City, county agree on ambulance service contract

City and county officials have agreed on a contract that Columbus Regional Hospital’s EMS service will provide 911 emergency ambulance service to all areas of Bartholomew County through at least 2024.    

On Monday, the Bartholomew County Commissioners approved an extension of a four-year agreement that emerged out of last week’s annual meeting of the Emergency Ambulance Services Board. The Columbus Board of Public Works and Safety approved the agreement on Tuesday.

Mary Ferdon, the city’s executive director of administration and community development, said that after receiving the city’s approval, the agreement will go to Columbus Regional Health for final signatures. 

There has been no agreement for the past three months because preparation of the four-year-extension was slowed down by the COVID-19 virus, Ferdon said. 

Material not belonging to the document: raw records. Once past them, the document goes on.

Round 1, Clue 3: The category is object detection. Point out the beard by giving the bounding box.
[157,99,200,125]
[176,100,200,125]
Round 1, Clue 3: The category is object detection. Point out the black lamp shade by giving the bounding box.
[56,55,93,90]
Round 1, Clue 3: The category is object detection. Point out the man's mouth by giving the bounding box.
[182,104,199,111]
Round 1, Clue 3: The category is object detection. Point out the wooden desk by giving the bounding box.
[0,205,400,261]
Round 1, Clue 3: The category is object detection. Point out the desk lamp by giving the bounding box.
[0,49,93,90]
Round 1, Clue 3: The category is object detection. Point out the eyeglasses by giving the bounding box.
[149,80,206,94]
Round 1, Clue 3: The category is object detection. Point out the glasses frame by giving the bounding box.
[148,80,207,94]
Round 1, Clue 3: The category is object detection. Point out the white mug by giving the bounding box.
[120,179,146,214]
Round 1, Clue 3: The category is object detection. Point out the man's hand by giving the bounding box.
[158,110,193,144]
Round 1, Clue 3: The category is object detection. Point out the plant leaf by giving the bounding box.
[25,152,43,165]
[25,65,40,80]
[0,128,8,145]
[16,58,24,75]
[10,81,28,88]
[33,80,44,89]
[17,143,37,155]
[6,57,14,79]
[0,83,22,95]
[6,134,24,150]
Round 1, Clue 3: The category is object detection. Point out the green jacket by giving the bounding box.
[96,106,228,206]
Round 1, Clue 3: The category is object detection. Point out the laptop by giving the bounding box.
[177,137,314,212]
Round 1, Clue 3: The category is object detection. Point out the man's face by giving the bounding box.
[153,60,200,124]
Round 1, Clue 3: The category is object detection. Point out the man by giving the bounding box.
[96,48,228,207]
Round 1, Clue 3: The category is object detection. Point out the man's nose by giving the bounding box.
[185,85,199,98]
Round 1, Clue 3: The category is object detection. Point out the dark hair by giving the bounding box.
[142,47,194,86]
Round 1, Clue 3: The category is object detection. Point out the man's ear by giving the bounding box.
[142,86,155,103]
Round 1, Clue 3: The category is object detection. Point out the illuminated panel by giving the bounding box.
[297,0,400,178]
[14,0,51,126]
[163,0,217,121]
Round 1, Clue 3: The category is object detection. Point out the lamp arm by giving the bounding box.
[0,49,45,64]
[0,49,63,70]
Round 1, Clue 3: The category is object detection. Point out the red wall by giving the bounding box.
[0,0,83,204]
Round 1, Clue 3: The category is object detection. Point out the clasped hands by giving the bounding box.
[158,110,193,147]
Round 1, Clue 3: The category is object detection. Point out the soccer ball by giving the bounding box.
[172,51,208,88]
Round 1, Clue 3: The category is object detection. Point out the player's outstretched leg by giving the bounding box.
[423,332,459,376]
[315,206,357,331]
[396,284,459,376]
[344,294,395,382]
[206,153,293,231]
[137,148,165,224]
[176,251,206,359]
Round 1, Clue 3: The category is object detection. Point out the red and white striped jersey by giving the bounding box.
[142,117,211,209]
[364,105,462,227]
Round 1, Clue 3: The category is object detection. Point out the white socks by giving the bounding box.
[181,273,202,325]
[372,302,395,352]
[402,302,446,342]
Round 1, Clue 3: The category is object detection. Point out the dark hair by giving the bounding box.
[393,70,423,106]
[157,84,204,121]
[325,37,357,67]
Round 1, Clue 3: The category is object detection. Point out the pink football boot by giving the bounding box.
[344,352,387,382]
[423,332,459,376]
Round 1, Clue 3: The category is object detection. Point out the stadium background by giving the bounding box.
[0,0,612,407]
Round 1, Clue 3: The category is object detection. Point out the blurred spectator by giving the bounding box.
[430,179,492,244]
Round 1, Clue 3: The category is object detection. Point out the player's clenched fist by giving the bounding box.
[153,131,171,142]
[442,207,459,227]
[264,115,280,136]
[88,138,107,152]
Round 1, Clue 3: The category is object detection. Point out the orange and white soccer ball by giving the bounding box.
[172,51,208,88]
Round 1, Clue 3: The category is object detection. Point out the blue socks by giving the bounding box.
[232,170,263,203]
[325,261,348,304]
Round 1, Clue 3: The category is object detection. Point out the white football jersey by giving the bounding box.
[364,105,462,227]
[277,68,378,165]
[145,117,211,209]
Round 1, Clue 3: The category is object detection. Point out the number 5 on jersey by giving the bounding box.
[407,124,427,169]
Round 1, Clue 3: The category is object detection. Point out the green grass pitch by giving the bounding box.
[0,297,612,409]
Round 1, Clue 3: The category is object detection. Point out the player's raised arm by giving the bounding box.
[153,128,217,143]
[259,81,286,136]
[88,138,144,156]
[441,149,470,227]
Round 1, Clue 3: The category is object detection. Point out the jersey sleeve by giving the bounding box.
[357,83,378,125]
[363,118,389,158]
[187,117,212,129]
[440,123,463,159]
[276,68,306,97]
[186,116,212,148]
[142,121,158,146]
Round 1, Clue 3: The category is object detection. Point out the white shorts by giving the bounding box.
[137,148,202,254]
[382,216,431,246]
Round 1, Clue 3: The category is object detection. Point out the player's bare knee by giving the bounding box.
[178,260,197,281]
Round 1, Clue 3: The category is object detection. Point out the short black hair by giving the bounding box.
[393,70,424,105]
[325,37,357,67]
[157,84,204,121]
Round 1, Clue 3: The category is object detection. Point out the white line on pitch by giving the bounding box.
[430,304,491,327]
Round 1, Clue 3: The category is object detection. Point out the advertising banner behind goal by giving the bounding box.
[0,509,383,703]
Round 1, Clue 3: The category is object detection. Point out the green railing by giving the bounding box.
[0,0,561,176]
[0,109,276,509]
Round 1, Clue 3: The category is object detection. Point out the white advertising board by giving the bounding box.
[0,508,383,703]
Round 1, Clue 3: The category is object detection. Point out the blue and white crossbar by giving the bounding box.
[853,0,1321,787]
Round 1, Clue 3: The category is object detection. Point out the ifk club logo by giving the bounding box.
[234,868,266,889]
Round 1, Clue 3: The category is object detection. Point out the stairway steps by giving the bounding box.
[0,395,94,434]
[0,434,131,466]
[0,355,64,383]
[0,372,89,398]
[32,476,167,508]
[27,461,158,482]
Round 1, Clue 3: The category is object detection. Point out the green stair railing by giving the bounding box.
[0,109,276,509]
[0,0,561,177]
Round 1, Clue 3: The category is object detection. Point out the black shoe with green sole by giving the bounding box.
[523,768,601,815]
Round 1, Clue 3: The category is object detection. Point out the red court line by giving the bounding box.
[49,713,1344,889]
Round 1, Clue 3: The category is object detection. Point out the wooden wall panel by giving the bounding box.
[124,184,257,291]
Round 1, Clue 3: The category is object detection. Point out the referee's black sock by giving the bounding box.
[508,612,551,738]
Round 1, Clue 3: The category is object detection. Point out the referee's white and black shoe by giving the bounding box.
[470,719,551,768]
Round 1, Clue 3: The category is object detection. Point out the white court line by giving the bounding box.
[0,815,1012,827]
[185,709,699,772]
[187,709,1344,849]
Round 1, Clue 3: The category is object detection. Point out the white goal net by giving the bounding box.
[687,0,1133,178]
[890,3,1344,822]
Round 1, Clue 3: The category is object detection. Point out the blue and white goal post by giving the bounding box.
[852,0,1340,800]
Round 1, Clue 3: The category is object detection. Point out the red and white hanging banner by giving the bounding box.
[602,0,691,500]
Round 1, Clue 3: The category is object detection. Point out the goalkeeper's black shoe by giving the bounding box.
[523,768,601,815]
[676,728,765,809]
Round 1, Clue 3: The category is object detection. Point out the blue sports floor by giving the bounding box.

A key provision in the agreement calls for the hospital’s EMS service to provide 911 emergency ambulances and, in some cases, personnel at Columbus Fire Station 1 at 11th and Washington, Station 5 on Goeller Court, Columbus Township Fire and Rescue on Repp Drive and at the hospital’s EMS headquarters on Central Avenue.

These ambulances and EMS personnel will respond whenever they are dispatched by the Bartholomew County Emergency Operations 911 Center, the agreement states.  

In return, the city agrees to provide certain equipment, facilities and assistance, including lodgings and other amenities for CRH emergency medical technicians at Fire Stations 1 and 5, the agreement states. It was emphasized Monday that tax money will not be used for payment of any services.

The agreement, which originated in the 1980s, has grown over the years to cover areas such as the Health Insurance Portability and Accountability Act (HIPAA), confidential records, warranties, insurance, data collection, third party payments and security against legal liability.

While attorneys for the city, county and hospital did make alterations to the agreement this year, there are very few content changes, Ferdon said.  

A new provision does allow for electronic signatures, as well as placing county auditor Pia O’Connor and county commissioner Tony London on the Emergency Ambulance Service Board.    

While the board only meets once a year, there is also an Oversight Committee that gets together every three months. This group includes top officials with the hospital’s emergency services division, professional and volunteer fire departments, the director of the Emergency Operations 911 Center, and a high-ranking official with the Bartholomew County Sheriff’s Department. Their job is to measure how well the ambulances and first responders are performing. 

Although the goal of the ambulance is to respond to 90% of all runs in less than nine minutes, personnel exceeded that goal at 90.4%, Ferdon announced.  

For the county, the goal was to respond to 90% of all runs in less than 18 minutes. Once again, the hospital ambulances beat the goal last year with 91.1% success, she said.

There was "a little bit of difference in some of the response times" of both ambulances and the fire department in the past year, but added that there were "good explanations" for those deviations, Ferdon said.

Last year, first responders began talking about how to reduce the number of emergency units called to an accident scene where nobody was injured, Ferdon said. These discussions are likely to result in some protocol changes this year, she said.